Het legsel bestaat in het wild uit maximaal 11 eieren, die in de periode juli tot oktober worden gelegd. De eieren wegen elk zo'n 40 tot 50 gram en zijn 6,7 bij 3,6 centimeter. Hoewel er niets bekend is over de incubatietijd van de eieren, kan uit de waarneming van heel kleine juveniele exemplaren in de periode mei tot juli worden afgeleid dat deze periode minimaal 300 dagen bedraagt. In gevangenschap plant de soort zich nauwelijks voort. Een legsel in gevangenschap bestaat uit maximaal 14 eieren. Ook is het vrouwtje in staat om meerdere keren per jaar eieren te leggen. De eieren komen in gevangenschap echter bijna nooit uit. In de dierentuin van Dallas is eenmaal een juveniel geboren na een incubatietijd van 219 dagen bij een temperatuur van 28 graden Celsius. Ook in Avilon Zoo in de Filipijnen is eenmaal een Grays varaan succesvol geboren. Dit jong overleefde in tegenstelling die uit de dierentuin van Dallas wel.

Bedreiging en bescherming

[bewerken | brontekst bewerken]
Een exemplaar in gevangenschap.

Grays varaan heeft met uitzondering van de netpython (Python reticulatus) geen natuurlijke vijanden. De grootste bedreiging voor het voortbestaan van de soort komt van de mens. De sterke terugloop van de habitat van de varaan is een belangrijke oorzaak van de terugloop in aantallen. De oerwouden van Filipijnen staan onder grote druk door de enorme bevolkingsgroei en de daarmee gepaard gaande grotere behoefte aan leef- en landbouwgebied. Ook worden bossen veelal gekapt voor de handel in tropische hardhout. Zo was rond 1900 nog 70% van de Filipijnen met oerwouden bedekt. Ruim honderd jaar later was dit teruggelopen tot 7%.
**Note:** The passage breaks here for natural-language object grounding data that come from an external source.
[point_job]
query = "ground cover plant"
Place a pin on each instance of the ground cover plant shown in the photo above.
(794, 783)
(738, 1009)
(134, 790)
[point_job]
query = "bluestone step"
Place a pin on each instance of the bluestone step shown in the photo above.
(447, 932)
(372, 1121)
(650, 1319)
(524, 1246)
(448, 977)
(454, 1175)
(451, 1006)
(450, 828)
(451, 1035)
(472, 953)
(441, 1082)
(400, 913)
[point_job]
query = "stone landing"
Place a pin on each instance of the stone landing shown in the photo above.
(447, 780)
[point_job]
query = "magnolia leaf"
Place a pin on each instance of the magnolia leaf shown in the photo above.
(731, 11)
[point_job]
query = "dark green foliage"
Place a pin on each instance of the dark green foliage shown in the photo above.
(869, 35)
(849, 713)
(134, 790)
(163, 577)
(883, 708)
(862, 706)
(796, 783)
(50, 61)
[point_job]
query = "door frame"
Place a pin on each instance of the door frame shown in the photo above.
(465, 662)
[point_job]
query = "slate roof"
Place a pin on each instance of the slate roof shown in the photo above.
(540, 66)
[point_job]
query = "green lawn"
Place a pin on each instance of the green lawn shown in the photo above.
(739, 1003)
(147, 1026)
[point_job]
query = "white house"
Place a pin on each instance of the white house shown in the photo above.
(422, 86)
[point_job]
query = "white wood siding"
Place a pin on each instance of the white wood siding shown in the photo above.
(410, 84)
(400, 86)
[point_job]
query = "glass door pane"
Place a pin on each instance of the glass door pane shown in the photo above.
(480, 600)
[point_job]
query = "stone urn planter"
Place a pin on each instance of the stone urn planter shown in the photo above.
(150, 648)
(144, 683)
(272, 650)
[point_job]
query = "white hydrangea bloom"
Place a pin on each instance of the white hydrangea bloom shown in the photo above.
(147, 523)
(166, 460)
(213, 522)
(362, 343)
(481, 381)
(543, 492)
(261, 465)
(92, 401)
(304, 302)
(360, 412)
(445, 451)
Hoewel diverse van de resterende en fragmentarische verspreidde stukken oerwoud tot beschermd natuurgebied zijn verklaard, wordt in de praktijk ook in dergelijke natuurgebieden wel gekapt. Wat Grays varaan extra kwetsbaar maakt is het feit dat de soort erg afhankelijk is van enkele specifieke boomsoorten als voedselbron. Onderzoek heeft uitgewezen dat Grays varaan niet in staat is zijn dieet aan te passen wanneer de belangrijkste vruchten niet meer aanwezig zijn in het leefgebied. Omdat de soort erg schuw is, vermijdt het bovendien gebieden die door mensen worden verstoord. Ze doen dit zelfs als het bos verder niet is aangetast door de mens. Het feit dat ze alleen in de bossen leven, maakt ze bovendien erg kwetsbaar voor fragmentering van de stukken oerwoud. Alleen bij grotere mannelijke exemplaren is waargenomen dat ze zich tussen de verschillende stukjes bos verplaatsten. Een andere menselijke bedreiging vormt de jacht op de soort omwille van het populaire vlees en vet van het dier. Hoewel het officieel verboden is om op deze soort te jagen wordt dit verbod in de praktijk nauwelijks gehandhaafd.

Door de internationale natuurbeschermingsorganisatie IUCN is de beschermingsstatus 'kwetsbaar' toegewezen (Vulnerable of VU).[1]